Boston Children’s providers are leading the way in all aspects of ACL research—from less invasive surgical techniques that minimize arthritis risk to psychological considerations and injury prevention and return-to-play protocols.

Pioneers in ACL Surgery for Growing Bodies

In the past, orthopedic surgeons and sports medicine physicians did not routinely recommend surgery for children and young teens with torn ACLs. That's because the conventional surgical approach required the surgeon to drill tunnels through the grown plate. (The growth plate, or physis, is the area at the end of the bone that produces new bone tissue and is responsible for bone growth).

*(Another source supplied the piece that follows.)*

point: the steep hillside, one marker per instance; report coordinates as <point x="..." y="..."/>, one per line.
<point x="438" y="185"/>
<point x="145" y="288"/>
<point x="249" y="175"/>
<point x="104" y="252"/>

This type of ACL surgery can damage the growth plate and interfere with the patient’s future growth. The standard recommendation was to wait until after puberty to complete the surgery. The problem with this approach is that a child with a torn ACL risks further injury to the knee with even everyday activity.Dr. Lyle Micheli pioneered a surgical procedure for ACL repair in growing children and adolescents

In 1979, Lyle Micheli, MD, director of the Sports Medicine Division, devised a surgery to replace the ACL of a toddler born without the ligament. He avoided the growth plate by transferring the patient’s iliotibial band (the ligament running from the hip to the shin) around and into the knee. This operation has been subsequently used in younger children with ACL tears, with excellent long-term success and no growth disturbances.

Subsequent studies lead by Micheli and Mininder Kocher, MD, MPH, associate director of the Sports Medicine Division, have documented the success of this surgery and other procedures developed to manage the risk of growth plate injury in children and adolescents.

A Less Invasive Way to Treat ACL Tears

Boston Children’s Hospital orthopedic surgeon Martha M. Murray, MD, has developed a new technique—bridge-enhanced® ACL repair—that uses stitches and a bridging scaffold to stimulate healing of the original ligament. The bridging scaffold is a bio-engineered sponge saturated with the patient’s own blood to stimulate healing and to promote clotting, which allows the torn ACL tissue to regenerate. The technique eliminates the need to harvest a graft of the patient’s hamstring tendon.